Urinary tract infections (UTIs) are one of the most common hospital-acquired infections in the U.S. UTIs can be quite painful, and since it usually it takes a lab about two to three days to identify the specific bacteria causing a patient’s infection, most doctors don’t want to wait that long to treat it. Instead, they make an educated guess as to which antibiotic to administer. Given that approximately 80 percent of UTIs are caused by E. coli bacteria, there’s a good chance the physician will choose an appropriate antibiotic. But that means that 20 percent of those patients may receive an ineffective or non-optimal antibiotic. And even if E. coli is the culprit, an increasing number of E. coli strains have become resistant to commonly used treatments, such as ciprofloxacin (e.g., Cipro). According to a recent Modern Healthcare article, E. coli strains are resistant to Cipro in about 30 percent of patients for whom it is prescribed.
Startup company ID Genomics says its mission is “to guide antibiotic prescription choices correctly the first time by matching the infecting bug with the correct drug.” The company’s rapid diagnostic tool, CLoNeT, “assigns proprietary ‘barcodes’ to infecting bacteria by identifying a few fingerprint regions of bacterial DNA.” Once the bacteria have been identified, the “barcode” is matched against the company’s BactNeT microbial surveillance database of individual bacterial strains’ antibiotic resistance profiles to help the physician choose the most effective antibiotic to prescribe.

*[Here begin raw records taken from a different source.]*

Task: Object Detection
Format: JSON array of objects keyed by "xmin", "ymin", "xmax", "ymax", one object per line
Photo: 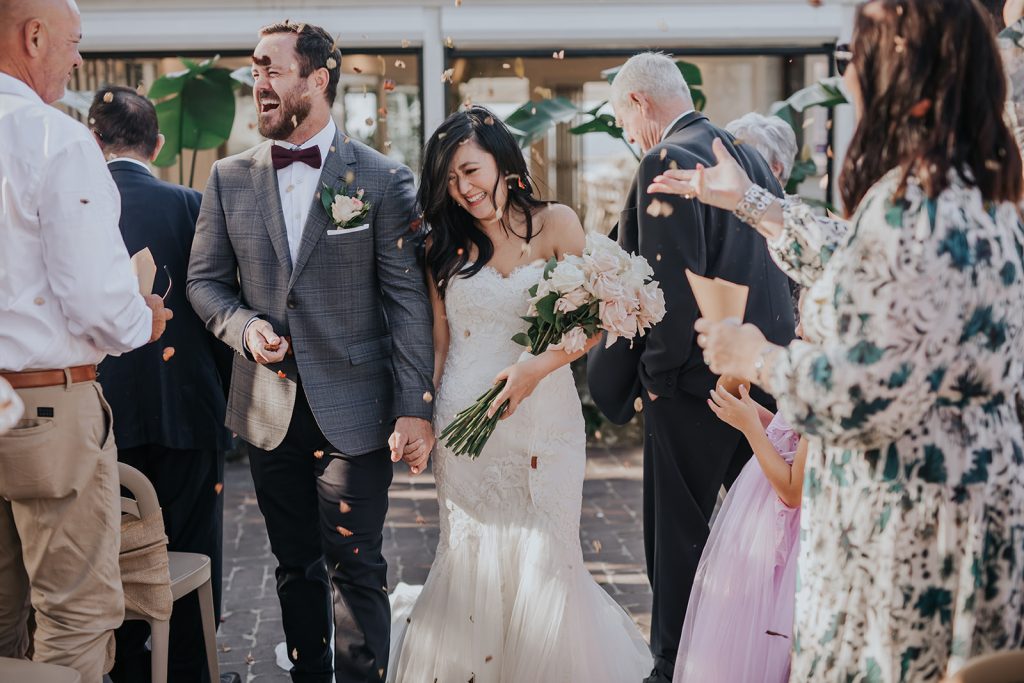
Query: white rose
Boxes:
[
  {"xmin": 587, "ymin": 272, "xmax": 627, "ymax": 301},
  {"xmin": 555, "ymin": 287, "xmax": 591, "ymax": 313},
  {"xmin": 554, "ymin": 328, "xmax": 587, "ymax": 353},
  {"xmin": 331, "ymin": 195, "xmax": 362, "ymax": 225},
  {"xmin": 548, "ymin": 261, "xmax": 587, "ymax": 293}
]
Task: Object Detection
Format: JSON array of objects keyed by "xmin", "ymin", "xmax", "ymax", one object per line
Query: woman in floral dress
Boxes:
[{"xmin": 648, "ymin": 0, "xmax": 1024, "ymax": 682}]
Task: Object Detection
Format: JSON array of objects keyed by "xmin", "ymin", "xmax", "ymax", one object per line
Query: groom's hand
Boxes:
[
  {"xmin": 246, "ymin": 317, "xmax": 288, "ymax": 366},
  {"xmin": 387, "ymin": 418, "xmax": 434, "ymax": 474}
]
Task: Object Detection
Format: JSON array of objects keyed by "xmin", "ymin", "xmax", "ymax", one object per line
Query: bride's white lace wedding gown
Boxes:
[{"xmin": 388, "ymin": 262, "xmax": 651, "ymax": 683}]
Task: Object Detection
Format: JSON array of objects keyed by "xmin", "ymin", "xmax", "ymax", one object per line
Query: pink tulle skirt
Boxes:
[{"xmin": 673, "ymin": 417, "xmax": 800, "ymax": 683}]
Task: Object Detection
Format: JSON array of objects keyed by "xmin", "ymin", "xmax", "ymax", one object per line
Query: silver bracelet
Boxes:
[
  {"xmin": 732, "ymin": 184, "xmax": 776, "ymax": 227},
  {"xmin": 754, "ymin": 343, "xmax": 776, "ymax": 386}
]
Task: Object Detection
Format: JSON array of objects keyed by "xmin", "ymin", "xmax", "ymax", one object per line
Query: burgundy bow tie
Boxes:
[{"xmin": 270, "ymin": 144, "xmax": 321, "ymax": 171}]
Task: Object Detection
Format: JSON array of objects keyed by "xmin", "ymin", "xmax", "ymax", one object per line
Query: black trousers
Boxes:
[
  {"xmin": 643, "ymin": 392, "xmax": 752, "ymax": 680},
  {"xmin": 111, "ymin": 445, "xmax": 224, "ymax": 683},
  {"xmin": 249, "ymin": 386, "xmax": 392, "ymax": 683}
]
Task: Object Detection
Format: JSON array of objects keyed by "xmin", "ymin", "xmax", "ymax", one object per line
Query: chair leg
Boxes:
[
  {"xmin": 198, "ymin": 579, "xmax": 220, "ymax": 683},
  {"xmin": 150, "ymin": 622, "xmax": 171, "ymax": 683}
]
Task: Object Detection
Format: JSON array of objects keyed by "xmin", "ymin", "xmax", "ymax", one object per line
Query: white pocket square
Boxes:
[{"xmin": 327, "ymin": 223, "xmax": 370, "ymax": 234}]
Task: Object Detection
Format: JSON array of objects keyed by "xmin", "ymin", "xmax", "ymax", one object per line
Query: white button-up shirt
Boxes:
[
  {"xmin": 274, "ymin": 119, "xmax": 337, "ymax": 265},
  {"xmin": 0, "ymin": 73, "xmax": 150, "ymax": 371}
]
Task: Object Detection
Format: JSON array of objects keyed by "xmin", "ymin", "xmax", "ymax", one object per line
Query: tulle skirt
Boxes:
[
  {"xmin": 388, "ymin": 483, "xmax": 651, "ymax": 683},
  {"xmin": 673, "ymin": 458, "xmax": 800, "ymax": 683}
]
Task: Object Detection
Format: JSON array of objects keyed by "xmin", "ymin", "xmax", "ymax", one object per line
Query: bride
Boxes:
[{"xmin": 388, "ymin": 106, "xmax": 651, "ymax": 683}]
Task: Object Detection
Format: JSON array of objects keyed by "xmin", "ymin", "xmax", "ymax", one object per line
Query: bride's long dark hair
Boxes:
[{"xmin": 418, "ymin": 105, "xmax": 548, "ymax": 298}]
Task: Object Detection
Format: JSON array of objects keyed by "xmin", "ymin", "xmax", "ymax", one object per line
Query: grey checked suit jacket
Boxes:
[{"xmin": 187, "ymin": 131, "xmax": 433, "ymax": 455}]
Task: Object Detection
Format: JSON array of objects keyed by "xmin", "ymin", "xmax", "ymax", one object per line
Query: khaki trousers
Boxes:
[{"xmin": 0, "ymin": 382, "xmax": 124, "ymax": 683}]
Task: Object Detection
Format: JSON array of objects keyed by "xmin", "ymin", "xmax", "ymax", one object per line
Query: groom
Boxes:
[
  {"xmin": 188, "ymin": 22, "xmax": 433, "ymax": 683},
  {"xmin": 587, "ymin": 52, "xmax": 795, "ymax": 683}
]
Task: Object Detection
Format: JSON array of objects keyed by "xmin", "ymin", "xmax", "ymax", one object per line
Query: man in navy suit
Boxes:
[{"xmin": 89, "ymin": 86, "xmax": 238, "ymax": 683}]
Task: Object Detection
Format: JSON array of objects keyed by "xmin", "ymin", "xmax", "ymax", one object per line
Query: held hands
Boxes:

That database is being compiled in partnership with a consortium of healthcare providers and with funding from a three-year, $3 million grant by the National Institutes of Health (NIH). The consortium members will help ID Genomics populate the database. Company founder Dr. Evengi Sokurenko said in the Modern Healthcare article, “It is like we are creating a criminal dossier of bacterial strains. Just based on the fingerprint we can already say what is the best way to deal with it and what antibiotics should be used.” The article also reports that CLoNeT is awaiting FDA approval for clinical use and the consortium members will help the company refine the technology, making the test data easier for physicians to understand “so they can analyze the results quickly and accurately” in clinical settings.
According to ID Genomics, early-stage, urgent-care clinical trials conducted in partnership with GroupHealth Research Institute in Seattle, Washington, show that the first-generation CLoNeT diagnostic tests deliver results in 25-40 minutes and reduce the antibiotic prescription error rate for UTIs from 25 percent to less than 3 percent.
Although the first-generation tests target UTIs, the company says its unique barcoding approach “has broad applicability to diverse pathogens” and the potential to improve clinical outcomes for other diseases that face increasing antibiotic resistance. ID Genomics also asserts that its technology will help identify global infection outbreaks.
In a press release regarding the launch of the consortium, James R. Johnson, MD, Professor of Medicine at the University of Minnesota and an infectious diseases specialist at the VA Medical Center in Minneapolis, which is a member of the consortium, said, “The importance of having such a universal epidemiological surveillance resource linking bacterial DNA fingerprints with drug resistance profiles as part of point-of-care diagnostics can’t be overstated. With this novel approach, the global health community will have a powerful new tool to rapidly diagnose, treat and contain the spread of multidrug-resistant bacteria, and also to identify drug-susceptible strains that can be treated safely with traditional, inexpensive antibiotics.”